Showing posts with label furlough. Show all posts
Showing posts with label furlough. Show all posts

Sunday, April 11, 2010

The future of education

This video gives a cynical view of what education could become.

They are proposing cutting teacher pay another 5% (in addition to the 3% they cut it this year). I hear rumors they will cut our benefits also. Need to sit down and figure out what that means.

Monday, December 14, 2009

Detroit teachers are being asked to give up money

Detroit teachers are being asked to agree to give up $500 a month in a "loan" to the city that they would "get back" when they retire.

How many of YOU believe they'd ever see the money again?

Is it just teachers being asked to give up money - I am not seeing that the mayor, the superintendent, the board are being asked to contribute.

Having said that, DPS is $218 Million in the hole - something has to give.

Monday, December 7, 2009

cuts coming but nothing in the paper

From Edweek:
Georgia schools Superintendent Kathy Cox says the schools will have a "pretty rocky couple of years" before state education funding improves.

Cox said during a meeting Friday that she expects to have to cut up to another $39 million from school funding before the fiscal year ends June 30. That would be painful for the state's 180 school districts, which have already lost millions in funding as the state grapples with the worst fiscal crisis in decades.

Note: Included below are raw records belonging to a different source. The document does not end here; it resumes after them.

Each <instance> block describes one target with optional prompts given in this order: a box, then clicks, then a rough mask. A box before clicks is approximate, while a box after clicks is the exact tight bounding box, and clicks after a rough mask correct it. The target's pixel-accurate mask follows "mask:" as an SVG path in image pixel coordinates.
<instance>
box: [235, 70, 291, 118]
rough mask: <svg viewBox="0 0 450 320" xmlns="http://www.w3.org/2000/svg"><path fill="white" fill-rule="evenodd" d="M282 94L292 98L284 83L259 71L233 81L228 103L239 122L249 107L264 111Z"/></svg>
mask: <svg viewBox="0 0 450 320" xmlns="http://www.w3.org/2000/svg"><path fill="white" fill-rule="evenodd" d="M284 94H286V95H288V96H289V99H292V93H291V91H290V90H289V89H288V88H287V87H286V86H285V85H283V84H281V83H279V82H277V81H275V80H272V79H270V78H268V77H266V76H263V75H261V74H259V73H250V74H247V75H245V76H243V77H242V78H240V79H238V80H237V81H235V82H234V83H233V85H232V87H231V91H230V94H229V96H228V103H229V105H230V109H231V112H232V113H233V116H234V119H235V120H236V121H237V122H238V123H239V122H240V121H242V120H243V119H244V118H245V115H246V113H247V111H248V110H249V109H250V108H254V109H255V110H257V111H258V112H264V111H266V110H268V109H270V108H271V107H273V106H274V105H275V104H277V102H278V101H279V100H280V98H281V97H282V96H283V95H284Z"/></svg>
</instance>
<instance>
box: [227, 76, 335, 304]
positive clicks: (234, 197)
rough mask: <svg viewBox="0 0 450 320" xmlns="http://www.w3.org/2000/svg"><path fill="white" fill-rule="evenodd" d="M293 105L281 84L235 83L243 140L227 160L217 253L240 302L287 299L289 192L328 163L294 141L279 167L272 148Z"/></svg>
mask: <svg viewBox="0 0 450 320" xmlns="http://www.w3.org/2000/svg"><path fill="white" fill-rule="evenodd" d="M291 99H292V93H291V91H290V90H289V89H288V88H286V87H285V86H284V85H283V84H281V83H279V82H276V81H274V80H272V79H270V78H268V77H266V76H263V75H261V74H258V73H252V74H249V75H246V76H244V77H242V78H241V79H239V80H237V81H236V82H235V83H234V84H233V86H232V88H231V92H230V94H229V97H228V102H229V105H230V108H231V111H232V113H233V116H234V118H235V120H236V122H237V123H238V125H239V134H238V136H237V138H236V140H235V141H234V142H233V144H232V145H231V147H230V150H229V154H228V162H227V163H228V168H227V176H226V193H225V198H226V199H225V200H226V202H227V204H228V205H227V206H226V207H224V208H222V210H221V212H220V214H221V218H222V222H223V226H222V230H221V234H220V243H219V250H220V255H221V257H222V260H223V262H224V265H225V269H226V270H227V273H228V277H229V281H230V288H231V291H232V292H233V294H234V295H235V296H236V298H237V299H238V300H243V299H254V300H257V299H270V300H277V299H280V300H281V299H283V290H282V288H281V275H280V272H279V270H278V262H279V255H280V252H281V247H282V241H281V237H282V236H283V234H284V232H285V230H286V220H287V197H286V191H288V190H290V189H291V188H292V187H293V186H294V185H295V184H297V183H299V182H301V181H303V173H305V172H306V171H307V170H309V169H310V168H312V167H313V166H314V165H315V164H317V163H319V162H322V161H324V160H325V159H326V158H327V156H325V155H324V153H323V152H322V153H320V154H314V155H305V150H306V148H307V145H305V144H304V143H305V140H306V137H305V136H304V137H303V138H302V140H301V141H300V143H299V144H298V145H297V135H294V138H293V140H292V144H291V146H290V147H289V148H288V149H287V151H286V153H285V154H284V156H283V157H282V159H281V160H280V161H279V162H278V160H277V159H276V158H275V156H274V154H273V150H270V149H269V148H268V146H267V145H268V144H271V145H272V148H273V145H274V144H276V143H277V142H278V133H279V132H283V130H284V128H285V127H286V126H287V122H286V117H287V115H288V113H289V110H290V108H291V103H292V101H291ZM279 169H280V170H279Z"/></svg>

It could mean more layoffs, more furlough days and even larger classes.


But the local newspaper has NOTHING. Wouldn't you think this was important to know?

Heck, I wonder when our district will tell us something.

Merry Christmas!

Thursday, August 6, 2009

More on furloughs - you value what you pay for.

It's interesting. As I read the different ways the various counties around here are dealing with the required 3-day furlough, I am learning a lot about how teachers view themselves and how others view teachers.

The state superintendent went on tv to assure the general population that they didn't need to worry about their children's education: the teachers would do the work needed to get school up and running even without pay.

A local school board member said that teachers need to learn to be conservative in the classroom. I think she meant that we needed to turn off the light when we weren't there.

On the one hand, I know things are tough all over and I am more than willing to think smart and do my part. On the other hand, I resent the state telling me that of course, I will work for free.

"They" say that there will be more furloughs after the first of the year. We have 10 non-student days. Only 3 are after Christmas. If they need more than 3 more, they will have to cut into student days.

Sunday, July 26, 2009

Furlough

The governor of our fair state has declared that all government employees - including teachers - will take a 3 day furlough. Toward that end, he has cut the state's payments to district's budgets by 3%. Some counties have said they will not furlough their teachers, but will make up the state's portion somehow. (The state pays a portion of teacher pay, districts pay some - so some districts pay more than others.)

We start school in less than a month but do not know - at this point - what day we'll start. I wonder when they will tell us when we are furloughed (what days)?